Reconsidering Overthinking: Penalizing Internal and External Redundancy in CoT Reasoning

Large reasoning models (LRMs) often exhibit overthinking, producing verbose Chain-of-Thought (CoT) traces that increase inference cost and obscure the underlying reasoning process. Existing CoT compression methods mainly rely on global length rewards, which conflate necessary intermediate reasoning with redundant text and may therefore compromise reasoning fidelity. This paper revisits overthinking from a semantic-efficiency perspective and decomposes CoT redundancy into two distinct forms: internal redundancy, defined as informational stagnation before the first correct answer, and external redundancy, defined as superfluous continuation after the first correct answer.
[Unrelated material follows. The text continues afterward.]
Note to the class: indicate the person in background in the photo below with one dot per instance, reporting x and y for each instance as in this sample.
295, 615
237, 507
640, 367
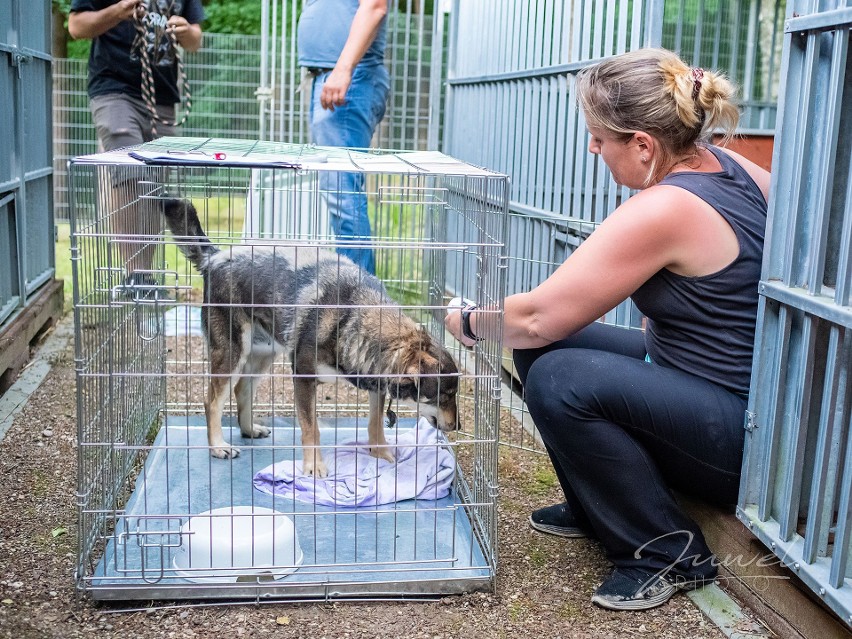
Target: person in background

Based on this decomposition, we propose a dual-penalty reinforcement learning framework that separately optimizes reasoning progress and termination behavior. Specifically, a sliding-window semantic similarity metric penalizes low-progress reasoning segments, while a normalized external-redundancy metric discourages post-answer continuation. Experiments on GSM8K, MATH500, and AIME24 across different model scales show that our method reduces average reasoning length by 41.3% on the 1.5B model and 40.1% on the 7B model, while preserving competitive accuracy and achieving the best overall accuracy-efficiency score among evaluated baselines. The learned compression behavior further transfers to out-of-domain reasoning tasks, including GPQA and LiveCodeBench. More importantly, our analysis reveals a clear asymmetry between the two redundancy types: external redundancy can be largely removed with little performance loss, whereas internal redundancy compression follows a sensitive accuracy-efficiency trade-off. These results suggest that effective CoT compression should optimize semantic efficiency rather than sequence length alone, offering a principled route toward more concise, efficient, and interpretable LRMs.